Finally, we will take up the final major objection
Objection 4. Doesn't Christ have as much efficacy to save as to damn? (see Romans 5:17)
Answer 1. There is a difference between a necessary extension and a voluntary one. Adam's sin was extensive necessarily. But salvation by Christ is of free grace, wholly of God's pleasure, and therefore it is called the "free gift" (Romans 5:15).
2. Nowhere in Scripture is Christ compared to Adam in the extent of His object, but only in the efficacy of His obedience. All, and everyone, are not in Christ radically, as they were in Adam. All are not given to Christ; but "as many (says Christ) as Thou has given Me." As all the offspring of Adam fell by his sin, so all that are Christ's are saved by His death; as all that are in Adam die, so all that are in Christ are made alive (1Corinthians 15:22).

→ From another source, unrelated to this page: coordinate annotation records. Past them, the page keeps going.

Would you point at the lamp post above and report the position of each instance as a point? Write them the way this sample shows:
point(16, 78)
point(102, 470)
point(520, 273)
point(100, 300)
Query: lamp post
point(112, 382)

3. So that Paul would not be misunderstood, and the word "all" in Romans 5:18 be taken universally, he switches terms in the following verse, and replaces "all" with "many." "By the obedience of one shall many be made righteous."
Objection 5. In Romans 14:15, it is said, "destroy not him for whom Christ died." And in 2 Peter 2:1, people are described as "denying the Lord that bought them."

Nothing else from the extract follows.